El análisis sobre cómo abordar las intimaciones judiciales y pedidos de copias remitidos por varias de las personas mencionadas en la investigación de presuntas maniobras de lavado de dinero, demoraron la revisión del preinforme de la comisión.
Por la mañana, la comisión recibió la visita de un senador y un representante del gobierno de Paraguay quienes aportaron información sobre el capítulo referido al ex militar paraguayo, exiliado en Brasil, Lino Oviedo. En tanto, el análisis del preinforme sobre las maniobras que se presumen ilícitas, quedó detenido ante la gran cantidad de presentaciones que recibió la comisión: intimaciones judiciales, pedidos de copias del documento y aporte de material para desmentir el contenido del pre-dictamen.
De hecho, la comisión decidió poner en marcha una suerte de mesa de entradas para recibir todos los requerimientos, que van desde la querella presentada por el senador Eduardo Menem hasta una presentación de un laboratorio, mencionado en los informes.
También ingresó una nota del juez de la Corte Suprema Enrique Petracchi, en la que si bien reconoce que la titular del cuerpo investigador, Elisa Carrió, lo exculpó en la polémica presentación del preinforme destaca que en el documento aparece imputado.
Los diputados del grupo parlamentario tenían previsto continuar analizando los capítulos 3, sobre bancos y compañías off shore; 5, dedicado a títulos públicos y bancos provinciales y el apartado 6, que aborda la caída y liquidación de varias instituciones bancarias y el circuito clandestino. Sólo pudo concluir el capítulo dos dedicado al modelo de capitalización de la deuda, donde faltaba analizar el punto referido a los fondos de Inversión y el Grupo Exxel, aunque en este tema algún diputado del justicialismo comentó que presentará sus observaciones por escrito.
Para el martes los diputados esperan poder avanzar en la discusión del preinforme que esperan concluir en quince o veinte días, para luego poder comenzar con el cronograma de audiencias a las personas mencionadas en el documento, que fue firmado por cuatro legisladores.

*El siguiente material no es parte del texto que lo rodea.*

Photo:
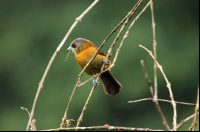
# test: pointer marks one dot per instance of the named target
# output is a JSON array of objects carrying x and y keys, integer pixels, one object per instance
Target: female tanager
[{"x": 84, "y": 50}]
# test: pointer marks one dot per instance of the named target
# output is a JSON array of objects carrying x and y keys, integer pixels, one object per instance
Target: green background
[{"x": 30, "y": 32}]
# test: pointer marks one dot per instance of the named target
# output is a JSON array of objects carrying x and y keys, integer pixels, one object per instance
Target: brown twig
[
  {"x": 155, "y": 54},
  {"x": 105, "y": 127},
  {"x": 78, "y": 19},
  {"x": 128, "y": 17},
  {"x": 168, "y": 86},
  {"x": 127, "y": 32},
  {"x": 155, "y": 101},
  {"x": 163, "y": 100},
  {"x": 184, "y": 121},
  {"x": 196, "y": 112}
]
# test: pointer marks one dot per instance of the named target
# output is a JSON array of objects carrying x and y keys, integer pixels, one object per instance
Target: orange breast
[{"x": 95, "y": 66}]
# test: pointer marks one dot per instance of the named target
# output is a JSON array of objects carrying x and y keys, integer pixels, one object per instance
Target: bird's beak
[{"x": 69, "y": 49}]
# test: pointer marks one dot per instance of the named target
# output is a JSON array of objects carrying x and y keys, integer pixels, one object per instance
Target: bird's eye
[{"x": 74, "y": 45}]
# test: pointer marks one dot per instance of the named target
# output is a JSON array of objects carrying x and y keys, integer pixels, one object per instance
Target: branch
[
  {"x": 105, "y": 127},
  {"x": 184, "y": 121},
  {"x": 163, "y": 100},
  {"x": 196, "y": 113},
  {"x": 168, "y": 86},
  {"x": 78, "y": 19},
  {"x": 155, "y": 101}
]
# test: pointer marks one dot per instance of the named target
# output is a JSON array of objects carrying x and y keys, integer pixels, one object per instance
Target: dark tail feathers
[{"x": 110, "y": 84}]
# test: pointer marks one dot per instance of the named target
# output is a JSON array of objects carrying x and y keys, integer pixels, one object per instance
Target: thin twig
[
  {"x": 155, "y": 54},
  {"x": 78, "y": 19},
  {"x": 127, "y": 32},
  {"x": 147, "y": 78},
  {"x": 184, "y": 121},
  {"x": 155, "y": 101},
  {"x": 105, "y": 127},
  {"x": 168, "y": 86},
  {"x": 196, "y": 112},
  {"x": 163, "y": 100},
  {"x": 128, "y": 17}
]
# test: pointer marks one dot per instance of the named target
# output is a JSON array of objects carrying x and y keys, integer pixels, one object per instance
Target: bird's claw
[
  {"x": 95, "y": 83},
  {"x": 105, "y": 62}
]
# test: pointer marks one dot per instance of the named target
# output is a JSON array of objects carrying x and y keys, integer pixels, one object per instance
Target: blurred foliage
[{"x": 30, "y": 32}]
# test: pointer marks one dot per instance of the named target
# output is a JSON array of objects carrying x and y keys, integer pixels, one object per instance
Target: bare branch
[
  {"x": 78, "y": 19},
  {"x": 155, "y": 101},
  {"x": 184, "y": 121},
  {"x": 196, "y": 113},
  {"x": 168, "y": 85},
  {"x": 163, "y": 100},
  {"x": 105, "y": 127}
]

Uno de los motivos por los cuales la Comisión no continuó con la revisión del "dossier" es que la reunión se centró en la actitud que asumirá ante los innumerables pedidos de copia del preinforme, de rectificaciones y hasta intimaciones de las personas que han sido mencionadas o involucradas en la primera etapa de la investigación. Y se enfrascó en una dura discusión sobre si el grupo parlamentario responderá afirmativamente al pedido del juez Juan José Galeano, quien pidió la entrega de todo material referente al atentado a la AMIA.
Elisa Carrió volvió a insistir en que sólo entregará el material a Memoria Activa lo cual fue rechazado por los diputados del PJ, Carlos Soria y Cristina Kirchner, quien planteó que si bien tiene críticas al trabajo del juez no puede retenerse ningún aporte que pueda hacerse a la justicia.

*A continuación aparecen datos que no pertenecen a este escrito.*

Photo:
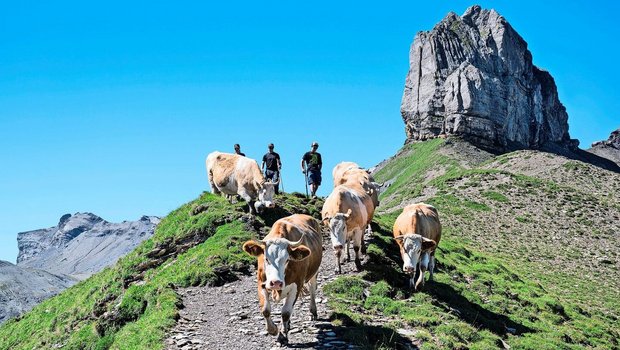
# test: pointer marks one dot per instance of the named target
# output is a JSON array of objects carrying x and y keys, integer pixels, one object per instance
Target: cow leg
[
  {"x": 358, "y": 237},
  {"x": 338, "y": 256},
  {"x": 346, "y": 246},
  {"x": 431, "y": 266},
  {"x": 312, "y": 285},
  {"x": 287, "y": 309},
  {"x": 265, "y": 307},
  {"x": 420, "y": 282}
]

Sobre el pedido de copia del preinforme certificado pedido por empresas, y particulares, la Comisión no hará entrega de ese material hasta que se proceda a su firma, y sobre las intimaciones aún no hay decisión adoptada y recién se discutirá en la reunión del próximo martes.

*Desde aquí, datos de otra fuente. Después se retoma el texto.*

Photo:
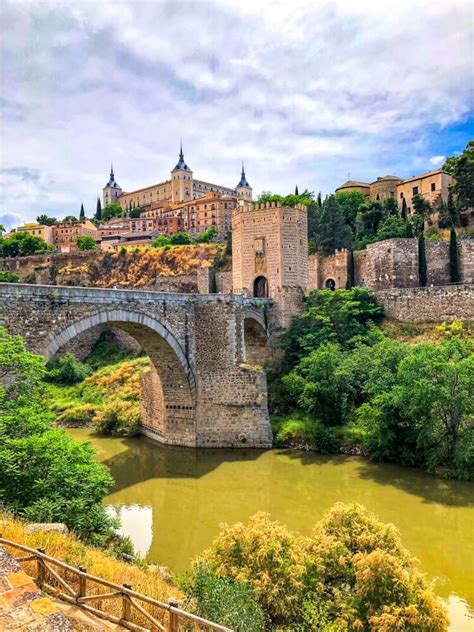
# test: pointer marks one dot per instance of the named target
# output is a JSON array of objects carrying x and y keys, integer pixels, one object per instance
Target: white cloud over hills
[{"x": 303, "y": 92}]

En los últimos días varias personas mencionadas en el informe mandaron cartas documentos y pedido de rectificaciones. Figuran, entre otros, el juez de la Corte, Enrique Petracchi, el Laboratorio Roemmers, el estudio jurídico de Grondona-Martínez de Hoz, el senador Eduardo Menem, y el diputado radical Carlos Maestro. También mandó su queja el detenido Nicolás Di Tulio, quien está procesado por presunto narcotráfico en relación a una causa vinculada al cartel de Juárez. "Hasta Di Tulio pide carta de buena conducta", comentó en forma irónica la diputada del Frepaso, Graciela Ocaña.
La presidenta de la Comisión, Carrió, confirmó que ya recibió "ocho querellas" y advirtió que "aquel diputado que no quiera firmar por miedo a las querellas que no lo haga", y sostuvo que podrá pobar en la Justicia "con la prueba documental" todas sus denuncias.
También opinó Margarita Stolbizer sobre las cartas documentos y quejas que recibe la Comisión. En ese sentido dijo que "la cantidad de intimaciones nos llaman a la reflexión de que el borrador merecía un tratamiento más profundo, en lugar de haberse apresurado su difusión pública como se hizo hace quince días".